Je tentai un mouvement pour sortir du lit mais mes muscles semblaient endoloris. Ils me lancèrent affreusement comme pour me punir de m'être assoupie dans cette position inconfortable dans les
bras de Maman.

Maman.

Où était-elle ? Était-ce elle qui m'avait portée jusqu'au lit ? Ou bien Abdel, mon aîné ?

Malgré mon corps qui me criait de ne pas bouger, je forçai pour quitter ma couette en jetant un
regard à Tiempo. Il était dix-neuf heures passées, le dimanche. Il était tard. Mais au moins, je n'avais pas comaté pendant plus d’une journée.

En traînant les pieds, je traversai ma chambre et poussai la porte pour longer le couloir qui menait au salon puis à la cuisine. Ces deux pièces de la maison étaient adjacentes. Cela n'avait pas empêché ma mère d'accepter quand Grand-père nous proposa de prendre sa maison alors que l'on venait de quitter la capitale. Elle détestait que l'odeur de la cuisine embaume l'espace de vie. Alors elle s'était trouvée dans l'obligation d'acheter une hotte. Je me souvenais encore du jour où elle m'avait tirée avec elle, chez une boutique d'électroménager en ville sous les recommandations d’une
connaissance. Elle avait longtemps hésité sachant qu'elle y mettrait l'argent de ses économies mais elle n'avait eu qu'un haussement d'épaules désintéressé comme avis de ma part. Elle n'avait pas résisté à l'argumentaire du vendeur. Il utilisait les bonnes expressions : « produit premium » ; « offre à
durée limitée », etc. En l’observant, j’avais su qu’il avait dû faire des études de commerce, de marketing ou maté un sacré nombre de vidéos sur le sujet. Il était vraiment doué.
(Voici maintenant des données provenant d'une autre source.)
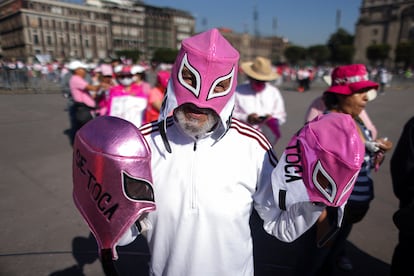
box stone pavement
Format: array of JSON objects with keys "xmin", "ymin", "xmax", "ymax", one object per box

Je n’étais pas intervenue car en réalité le produit valait son prix. Pour preuve, l'appareil fut d'une grande utilité.

Mes pas se dirigèrent machinalement vers la pièce favorite de ma mère : la cuisine. J'étais certaine de l'y trouver. Et ça avait été le cas. Tablier enfilé, en tenue confortable, elle touillait je-ne-savais-
quoi sur le feu. Mon arrivée attira son attention ; elle se retourna, surprise mais aussi inquiète. Elle éteignit la plaque et vint vers moi. Après avoir vérifié mes températures et posé moultes questions, elle s'autorisa un soupir en s'accoudant à l'îlot central. Je m’installai silencieusement sur l’une des
chaises hautes. Je ne lui en voulais jamais lorsqu'elle se montrait si anxieuse. Au contraire je me sentais coupable. Coupable de lui infliger tout ceci. J'avais vingt-et-un ans, bientôt vingt-deux, et je me comportais toujours ainsi. Comme une adolescente. Pire, comme une fillette.

Je n’allais pas bien, c’est tout ce que je peux dire.

En regardant Euphoria, j’avais trouvé que je n’avais rien des tourments de ces ados. Ma tête n’en était quand même pas aussi saine que celle de Lexi. Je ressemblais plus à Rue. Sa mère ressemblait aussi à la mienne. Toutes deux étaient douces et aimantes, parfois étouffantes mais cela n’était dû qu’à leur inquiétude pour leurs filles respectives.

Je ne me droguais pas, ne buvais jamais. Mais moi non plus, je n’allais pas bien. Pour des raisons différentes de celles de Rue, certes, mais je la comprenais. Je la comprenais lorsqu’elle décrivait ses états d’âmes. Lorsqu’elle exprimait la manière dont la drogue la faisait se sentir ; l’extase qu’il lui procure, le bien-être que l’on ressent durant ce moment de transe. C’était la seule raison pour laquelle j’avais maté la série. C’était comme si dans ce monde, enfin, j’avais trouvé une personne qui se sentait comme moi. Surtout, je voulais en voir le dénouement. J’espérais une belle fin pour elle, j’avais besoin qu’elle soit belle pour en espérer une pour moi-même. Cet espoir était une chose que je partageais avec les autres. Avoir de l’espoir, encore et toujours, même quand on est mal. Cela me rendait un tantinet “normale”. Je n'étais pas particulièrement d'accord avec cette notion de normalité
que la société imposait.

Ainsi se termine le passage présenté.